MALib is a parallel framework of population-based learning nested with (multi-agent) reinforcement learning (RL) methods, such as Policy Space Response Oracle, Self-Play, and Neural Fictitious Self-Play. MALib provides higher-level abstractions of MARL training paradigms, which enables efficient code reuse and flexible deployments on different distributed computing paradigms. The design of MALib also strives to promote the research of other multi-agent learning research, including multi-agent imitation learning and model-based RL.


Overview of the MALib architecture.

Population-based MARL (PB-MARL)

In general, a PB-MARL algorithm will start from an initialized policy set and the distribution over the policies (step 1), then find new policies (step 2) via (MA)RL algorithms. After that, the policy set will be updated with new policies, also the policy distribution (step 3), and follow with (MA)RL tasks over expanded policy combinations (step 4). This process will be cyclically executed until meeting the convergence such as an estimated Nash Equilibrium, then output the final policy distribution.


The auto-curriculum learning paradigm of PB-MARL.

The key features of MALib include:

  • Pytorch-based algorithm implementation: All algorithms implemented in MALib are based on PyTorch.

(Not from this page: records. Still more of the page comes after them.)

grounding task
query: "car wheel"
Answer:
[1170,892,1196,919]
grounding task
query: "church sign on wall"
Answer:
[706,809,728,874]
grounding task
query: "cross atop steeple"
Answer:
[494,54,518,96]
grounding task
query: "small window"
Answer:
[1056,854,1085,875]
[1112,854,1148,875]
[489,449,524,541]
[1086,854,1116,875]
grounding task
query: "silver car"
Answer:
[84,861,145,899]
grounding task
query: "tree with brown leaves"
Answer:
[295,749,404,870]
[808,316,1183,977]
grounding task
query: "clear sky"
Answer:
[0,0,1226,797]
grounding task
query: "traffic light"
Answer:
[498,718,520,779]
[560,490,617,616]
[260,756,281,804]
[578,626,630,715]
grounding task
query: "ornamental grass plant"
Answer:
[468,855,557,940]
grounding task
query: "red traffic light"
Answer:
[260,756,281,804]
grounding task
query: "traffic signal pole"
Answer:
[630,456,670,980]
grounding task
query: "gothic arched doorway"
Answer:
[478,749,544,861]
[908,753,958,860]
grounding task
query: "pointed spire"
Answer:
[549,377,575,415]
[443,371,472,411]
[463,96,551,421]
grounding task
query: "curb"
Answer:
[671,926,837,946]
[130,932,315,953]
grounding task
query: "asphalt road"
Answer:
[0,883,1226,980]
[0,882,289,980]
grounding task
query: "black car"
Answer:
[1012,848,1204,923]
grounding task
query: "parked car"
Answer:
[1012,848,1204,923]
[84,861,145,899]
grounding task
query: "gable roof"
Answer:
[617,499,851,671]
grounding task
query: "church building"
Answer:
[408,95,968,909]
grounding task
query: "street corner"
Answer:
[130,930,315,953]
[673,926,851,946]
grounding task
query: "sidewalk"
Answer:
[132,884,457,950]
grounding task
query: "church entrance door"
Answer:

  • Popular distributed computing RL framework support: MALib support multiple distributed computing RL frameworks, including asynchronous

  • Provide comprehensive multi-agent RL training interfaces: MALib implemented abstractions of several popular MARL training paradigms, aims to accelerate the development of algorithms on, and make users focus on the development of core algorithms, not training flow customization.

Before getting start, please make sure you’ve installed MALib by following the Installation Guides. Quick Start gives some basic examples. As for the API documentation, users can refer to API Documentation.

Citing MALib

If you use MALib in your work, please cite the accompanying paper.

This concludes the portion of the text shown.